It was mahj night at Carol’s when her daughter walked in with two huge bags and announced, “Here is our laundry.” Carol looked embarrassed and immediately made an excuse: “The kids work so hard.” We looked at each other, and after full confessions were over, we realized we are all somewhat responsible for not allowing our kids to take responsibility for their own lives. We laughed and blew it off, but I’m not sure this is funny. Is this typical or are the four of us just total patsies?
Dear Overindulgent Parents,
You are not alone. It seems that more and more parents feel it’s okay to step into their children’s lives and “help.” If your kids are old enough to be out on their own, you must support their independence. Empower them by allowing them to prioritize – pay their own bills, do their own laundry, buy their own groceries, get their own car repairs, etc. I promise you they will not go to work with dirty clothes, they will not starve, their electricity will not get cut off.
If you are really honest with yourselves, you will admit that you are not doing these things because you don’t have confidence in your children. Carol is doing her daughter’s laundry because it’s an excuse to see her. “Helping” is a way to stay connected and not give up total control.
It’s not the kids having problems, it’s the parents not being able to let go. It’s a passive way to lure your kids home, and it makes you feel useful. You can tell yourself you are not doing any harm, but you are giving your kids a warped sense of what it means to stand on their own two feet. Stop keeping them dependent on you.
They know you love them and you will never let harm come to them, but are you really helping? Will they have enough life experience to make important decisions without you? Will you let them do this without interfering?
Allow them to stumble and fix their own problems: they will feel accomplished and empowered because they were able to work out a solution all on their own. Let them be responsible for their own time management, household budgets and chores. It’s a good start.
Shift your relationship into the next gear. If you want to see them, invite them over for dinner, sans laundry. Leave your chequebook locked away and those extra few dollars in your pocket and enjoy a nice, adult evening with your kids.
My friend Barb’s husband passed away a few months ago and she is like a lost sheep. Allen took care of all the bills, repairs, cars, insurance, investments – everything. Barb was never involved, and now that some time has passed, she is dealing with the reality of not knowing how to run her life.
I want to help her, but this was a wake-up call for me too, as my husband also handles everything. What can I do to help her and myself?
Dear Financial Responsibility,
Losing a partner is like losing a big piece of yourself. There is no getting around that! Barb has to allow herself the time to find her new “normal.”
The practical part of finances can be an overwhelming burden, especially while someone is grieving.
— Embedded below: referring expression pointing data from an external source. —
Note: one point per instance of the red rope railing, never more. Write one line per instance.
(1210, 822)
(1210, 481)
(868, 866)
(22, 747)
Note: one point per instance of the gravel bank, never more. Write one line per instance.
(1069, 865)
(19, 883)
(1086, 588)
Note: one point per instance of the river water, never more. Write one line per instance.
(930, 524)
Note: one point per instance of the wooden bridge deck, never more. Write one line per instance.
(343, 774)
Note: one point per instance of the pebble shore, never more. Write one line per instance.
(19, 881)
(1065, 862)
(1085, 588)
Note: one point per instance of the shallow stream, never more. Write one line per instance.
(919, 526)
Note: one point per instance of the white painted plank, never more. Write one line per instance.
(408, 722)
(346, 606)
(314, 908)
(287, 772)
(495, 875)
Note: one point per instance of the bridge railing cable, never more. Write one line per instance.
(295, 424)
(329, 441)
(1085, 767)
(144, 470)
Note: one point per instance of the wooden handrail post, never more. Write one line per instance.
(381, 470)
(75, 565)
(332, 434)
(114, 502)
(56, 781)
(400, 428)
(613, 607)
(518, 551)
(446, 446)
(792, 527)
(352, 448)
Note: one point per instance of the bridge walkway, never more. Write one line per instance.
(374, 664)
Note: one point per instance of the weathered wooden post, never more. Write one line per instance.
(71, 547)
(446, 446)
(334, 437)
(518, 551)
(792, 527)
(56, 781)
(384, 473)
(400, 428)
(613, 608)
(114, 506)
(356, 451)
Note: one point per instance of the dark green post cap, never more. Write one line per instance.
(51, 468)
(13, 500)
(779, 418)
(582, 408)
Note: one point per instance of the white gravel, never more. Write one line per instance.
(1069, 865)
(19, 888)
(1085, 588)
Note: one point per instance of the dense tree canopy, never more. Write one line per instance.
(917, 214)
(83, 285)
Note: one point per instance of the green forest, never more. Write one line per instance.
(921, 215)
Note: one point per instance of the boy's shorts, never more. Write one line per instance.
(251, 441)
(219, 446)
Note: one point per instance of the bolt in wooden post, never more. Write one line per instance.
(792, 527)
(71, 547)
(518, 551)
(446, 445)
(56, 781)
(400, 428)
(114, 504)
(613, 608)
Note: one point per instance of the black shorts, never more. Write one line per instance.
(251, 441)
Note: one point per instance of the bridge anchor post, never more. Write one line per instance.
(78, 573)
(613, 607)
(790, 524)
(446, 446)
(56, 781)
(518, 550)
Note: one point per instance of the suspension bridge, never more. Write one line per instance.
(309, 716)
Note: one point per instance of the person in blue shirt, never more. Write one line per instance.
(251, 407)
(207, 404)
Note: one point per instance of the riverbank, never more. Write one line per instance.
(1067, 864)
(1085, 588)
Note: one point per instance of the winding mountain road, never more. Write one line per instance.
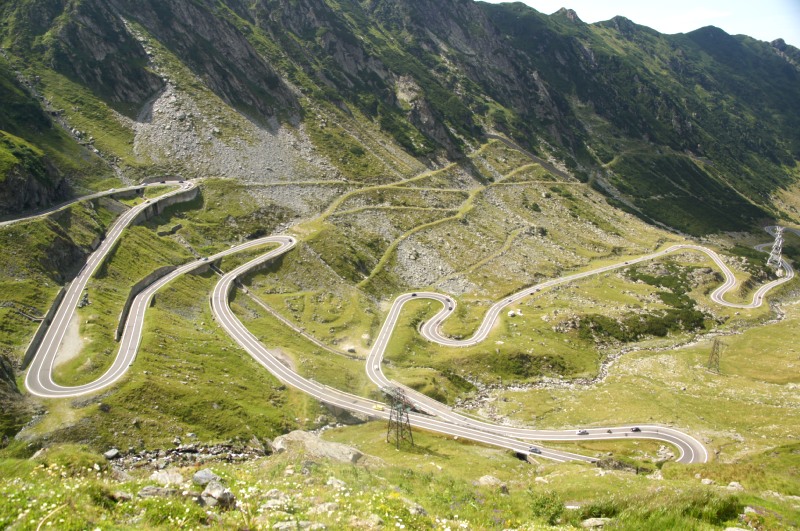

If possible, Barb should hire a financial adviser to educate her and organize her financial obligations.
Another alternative would be to have a relative or close friend help and teach Barb about banking, paying bills, changing billing names and finding out which bills are paid automatically, online or by cheque.
There are many documents that need to be gathered besides the bills, such as bank statements, insurance policies, tax returns, loans or mortgages, car info and investment info, just to name a few.
Life is complicated, but death can be more complicated, especially if you have not dealt with day-to-day responsibilities. It’s too late for Barb, but it’s not too late for you. Learn how to run your own financial affairs now. It’s much easier when it’s your choice rather than when it’s forced on you.